Got an email from old student Rick Dawson, who enjoyed “cherry picking” my journal. I recall when my sons player soccer, cherry picker was pejorative for one who didn’t play defense and instead hung out near the opponent’s goal hoping to get an easy score. It is also a type of aerial work platform attached to a crane and often shaped like a basket that was originally designed and still used in fruit orchards. Parenthetically, as an adjective “cherry” can mean inexperienced (i.e., a virgin) or like new (a cherry car being one in mint condition). Rick saw that I had done a Shavings issue about Vietnam vets from the Calumet Region (“Brothers in Arms”) and revealed that he had served in the First Infantry in Vietnam but does not like to read novels or see movies about the war. He mentioned that while staying with Geoff Ryan in Miller he ate at Flamingo’s three times and especially enjoyed the fried perch sandwich. “I would have eaten there four times,” he added, “but they would not allow my eight year-old granddaughter to come in.” I emailed back: “Great to hear from you. Please email me in advance before your next foray (a favorite Jean Shepherd word) into the Region. Back in the 1970s I spent many happy hours attending Geoff Ryan’s deck jams – they were both loud and mellow. I lost touch with him – that’s the way life is - until I phoned him to get your address. Flamingo’s is a great success story, and the management does numerous special things, such as outside barbecues, that have cemented patron loyalty. Their pot roast dinner special on Thursdays for $8.95 is enough for two with meat left over. Glad you are glancing through the journal.” Flamingo’s started as a pizza joint with a smoky bar on the east side but has expanded considerably and even has a wing, I believe, where kids can be seated.

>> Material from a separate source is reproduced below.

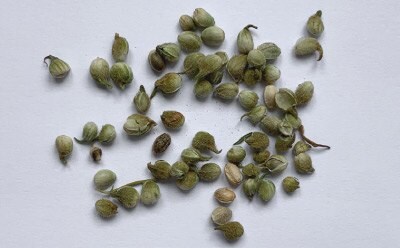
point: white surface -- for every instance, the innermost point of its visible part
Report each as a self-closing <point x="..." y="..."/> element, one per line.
<point x="351" y="200"/>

I emailed Aaron Pigors and Tome Trajkovski thanking them for all their camera work at the FACET retreat. Offered to send Gerald Powers a copy of my retirement journal (Shavings, volume 40) since he mentioned during his “Uncle Edgar” talk how liberating it was to write in the first person in a scholarly setting. I thanked FACET staff members Kim and Ali for their help and resisted the temptation to say something about the silver streak in Ali’s hair that I found very attractive or Kim’s lactating breasts (she had a nursing baby with her, and when Tome went to pin a microphone on her, she joked, “I’m lactating”). At lunch I told Bill Dorin and Jim Tolhuizen that I had gotten to know Psychology professor Karl Nelson at the retreat. He had a big booming, infectious laugh. He’s friends with Jerry Pierce, who teaches medieval history and writes about historical films such as “The 300” and Oliver Stone’s “Alexander.” I saw both of them. Joining us at our lunch table was geologist Kristin Huysken, who plays in a bluegrass group and was on her way to a student field trip to the Paul Douglas Center at the Indiana dunes in Gary.
After torrential rain and tornado warnings greeted us in French Lick, these past three days the temperature has been in the nineties. At IU Northwest coeds have stripped down considerably – plenty of bare midriffs and décolleté. That hardly ever distracted me in class although this one student had a tattoo positioned right above her ass and would wear short shorts that revealed some of it. My interest in it was more curiosity than prurience, and I wondered whether she got it at Roy Boy’s, nearby Glen Park’s oldest business establishment, that Cher and Greg Allman once frequented.
I had mentioned to Suzanne that going to French Lick with Phil evoked memories of when we went to Rio de Janeiro together 12 years ago. She asked what Rio had been like and I responded: “The beaches are fantastic and there is a rain forest within the city limits. I’d go back in a minute although some neighborhoods are unsafe and to be avoided by Americans. We were there at the time of the World Cup in soccer and a young historian attending the International Oral History Association conference invited us to a party that coincided with a game the Brazilian team was playing. There was dancing in the street and wild jubilation whenever their compadres scored. The American Embassy hosted a party for conference attendees where dancing and other festivities went on late into the night. At the Universidade do Brasil were life size busts of retired distinguished faculty. The only evidence of my 38-year tenure at IU Northwest is a framed collage.” Other Rio highlights included a steakhouse buffet where waiters brought a dozen cuts of meat to our table and a stage show where beautiful women wearing erotic – make that exotic - carnival outfits danced and posed with us.